11:06 “Going Under at the Playboy Club
(Josephine Livingstone, May 8, 2019, The New Republic)

“I think the thing we’re struggling over is intentional. Whether it was in 1963 or now, the idea that these women, these waiters, might sleep with you, is a big part of the business that is being sold.” –Kelly Stout

A follow-up to Gloria Steinem’s “A Bunny’s Tale” written in 1963, Livingstone’s piece is in explicit conversation with Steinem’s while grappling with gender performance at a place like The Playboy Club. The piece looks at how both writers examine how the playboy culture and the public conversation around it have changed in the ensuing years.

The team touches on the economic dynamics at play in the piece and “the strange thorny mix of labor and gender representation issues.” They talk about performances of gender and interrogating our reactions to these performances. Finally they look at Livingstone’s and Steinem’s roles as both participants and observers and the inherent reductionist problem of journalism’s assumption that a particular glimpse into a world is more full than it is.

23:20How America’s Oldest Gun Maker Went Bankrupt: A Financial Engineering Mystery”
(Jesse Barron, May 1, 2019, The New York Times Magazine)
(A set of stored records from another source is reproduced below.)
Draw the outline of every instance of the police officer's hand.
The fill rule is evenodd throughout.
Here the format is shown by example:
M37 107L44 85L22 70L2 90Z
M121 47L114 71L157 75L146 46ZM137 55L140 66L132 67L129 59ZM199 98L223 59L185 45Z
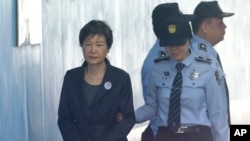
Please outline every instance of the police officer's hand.
M122 120L123 120L122 113L117 113L116 121L117 121L117 122L121 122Z

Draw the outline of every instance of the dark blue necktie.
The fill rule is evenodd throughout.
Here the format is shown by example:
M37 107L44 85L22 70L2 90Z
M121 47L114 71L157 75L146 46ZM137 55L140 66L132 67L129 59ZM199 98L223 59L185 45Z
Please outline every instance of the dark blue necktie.
M220 64L220 67L221 69L223 70L223 67L222 67L222 64L221 64L221 61L220 61L220 56L219 54L217 54L217 61L219 62ZM226 89L226 94L227 94L227 104L228 104L228 123L231 124L231 116L230 116L230 102L229 102L229 91L228 91L228 87L227 87L227 81L225 79L225 89Z
M168 113L168 127L175 128L180 125L181 115L181 91L182 91L182 74L181 70L184 67L182 63L176 64L177 74L172 84L170 94L170 104Z

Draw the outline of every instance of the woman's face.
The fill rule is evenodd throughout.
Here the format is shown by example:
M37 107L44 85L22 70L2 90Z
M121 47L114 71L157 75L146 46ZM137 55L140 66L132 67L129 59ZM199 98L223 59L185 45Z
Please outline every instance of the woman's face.
M174 60L181 62L189 55L189 40L182 46L167 46L165 47L167 54Z
M106 38L103 35L89 35L83 42L83 56L88 64L98 65L104 62L109 52Z

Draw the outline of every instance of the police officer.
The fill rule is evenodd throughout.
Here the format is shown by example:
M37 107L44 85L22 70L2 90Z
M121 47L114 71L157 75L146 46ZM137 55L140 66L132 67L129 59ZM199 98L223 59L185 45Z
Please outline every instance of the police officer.
M147 101L135 112L137 123L156 117L155 141L228 141L220 68L192 51L187 20L172 17L160 29L159 43L169 56L155 63L147 77Z
M204 54L209 58L213 58L222 69L220 57L214 46L224 39L226 25L223 22L224 17L230 17L234 13L223 12L217 1L200 2L194 10L196 19L192 21L194 37L192 40L192 48L199 54ZM225 81L226 83L226 81ZM229 111L229 92L227 83L225 84L227 92L227 105Z
M146 89L148 88L147 77L149 76L150 69L152 68L155 62L158 62L166 57L164 48L159 47L159 26L163 23L164 19L168 19L171 16L180 15L183 18L191 21L194 19L194 15L182 14L179 9L178 3L162 3L157 5L152 12L152 25L153 31L157 37L155 44L148 52L141 69L141 81L142 81L142 90L144 101L147 101L146 98ZM154 120L154 119L152 119ZM154 130L154 131L152 131ZM143 131L141 136L141 141L153 141L154 133L156 133L157 127L150 122L148 127Z

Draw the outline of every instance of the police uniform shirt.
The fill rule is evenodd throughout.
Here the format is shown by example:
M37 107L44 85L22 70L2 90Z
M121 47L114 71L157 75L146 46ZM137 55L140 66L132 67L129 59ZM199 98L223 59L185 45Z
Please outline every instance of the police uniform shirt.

“A story nominally about guns that really isn’t about guns at all.” –Ethan Chiel

Gun manufacturer Remington was bought by a private equity firm who moved manufacturing to Alabama and, in the process, pushed the company to bankruptcy. It’s a story about debt and finance and municipal government that looks at how when debt transfer is dressed up as job creation, responsibility is lost.

The team discusses the complex machinations of American finance and how the actual functioning of a company doesn’t always have to do with whether they live or die. Meanwhile, people’s belief that these things are happening in the free market, that meritocracy and supply and demand are the only things dictating whether companies survive, obscures what is really happening while allowing us to feel protected.

33:10The Race to Develop the Moon
(Rivka Galchen, April 29, 2019, The New Yorker)

“For fresh starts we used to have California, go west. Now we go up to the moon.” –Aaron Gilbreath

Galchen explores a renewed interest in the moon by China, Japan, Isreal, India, the EU, and the US. Not as a place to stake a claim for political reasons, as it was in the 60s and 70s, but as a place to exploit and monetize resources and start businesses.

The team discusses what might happen if we take our capitalist, resource-exploiting culture beyond our planet and whether we can bring our ability to observe and reflect on the human experience with us as well.